The aim of the summer school is to study some of the most important aspects that characterize the relation among three social pillars: Creativity, Happiness and Growth, as well investigate why they are relevant for economic and social development. The program covers a wide area of economics and management of culture. It brings together different areas of interest considering both the economic aspects of cultural activity, and the cultural context of economics and management related to the creation of creative industries and developed societies.
Can happiness really mean increased economic growth? While money can’t buy you happiness, studies show that richer nations are also happier nations. According to the Easterlin paradox, it has been found that once wealth reaches a certain level, its effectiveness to make people happy is diminished.
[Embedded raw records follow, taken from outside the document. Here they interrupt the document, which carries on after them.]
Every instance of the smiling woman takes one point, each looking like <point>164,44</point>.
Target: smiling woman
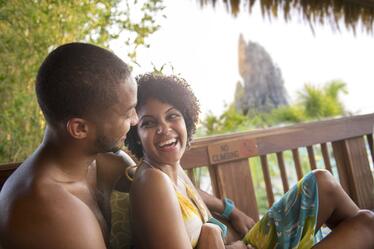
<point>169,212</point>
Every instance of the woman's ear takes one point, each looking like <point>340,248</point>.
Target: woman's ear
<point>77,128</point>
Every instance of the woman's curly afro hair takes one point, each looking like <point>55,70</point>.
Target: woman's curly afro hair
<point>167,89</point>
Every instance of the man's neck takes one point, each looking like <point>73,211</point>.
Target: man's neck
<point>68,156</point>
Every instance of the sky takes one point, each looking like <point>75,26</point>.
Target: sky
<point>201,45</point>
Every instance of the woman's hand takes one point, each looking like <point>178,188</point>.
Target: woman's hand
<point>241,222</point>
<point>238,245</point>
<point>210,237</point>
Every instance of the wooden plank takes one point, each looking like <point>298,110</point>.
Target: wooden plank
<point>235,182</point>
<point>371,145</point>
<point>296,160</point>
<point>195,157</point>
<point>214,181</point>
<point>280,139</point>
<point>339,149</point>
<point>283,171</point>
<point>231,150</point>
<point>326,158</point>
<point>312,158</point>
<point>269,188</point>
<point>352,159</point>
<point>302,134</point>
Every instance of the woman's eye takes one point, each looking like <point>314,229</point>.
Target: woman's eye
<point>174,116</point>
<point>147,124</point>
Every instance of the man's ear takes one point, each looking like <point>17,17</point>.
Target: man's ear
<point>77,128</point>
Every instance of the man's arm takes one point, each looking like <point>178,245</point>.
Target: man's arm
<point>63,221</point>
<point>239,220</point>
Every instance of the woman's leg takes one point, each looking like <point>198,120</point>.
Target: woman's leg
<point>351,227</point>
<point>334,203</point>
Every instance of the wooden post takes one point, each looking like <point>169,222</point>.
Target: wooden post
<point>235,182</point>
<point>354,170</point>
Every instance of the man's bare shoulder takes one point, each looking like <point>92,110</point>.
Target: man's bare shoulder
<point>111,169</point>
<point>43,214</point>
Using the economic perspective, the program offers an alternative view to the standard approaches to economics and management of culture. It explores the issues on which is based the development of cities, nations and societies, taking into account many different viewpoints in economic analysis and management.
Concurrently with the advance of research aimed at exploring specific segments of the economics of culture, either with an economic or managerial outlook, the program addresses the question of culture as a possible engine of economic development for communities and networks rich in cultural resources and able to create innovative cultural products.
The program can be of interest to students engaged in different fields, such as art, archaeology, architecture, environment, and economics, with an interest in economic planning and management of cultural goods and enterprises, as well as in understanding the way creativity can contribute to the well being of society and its development.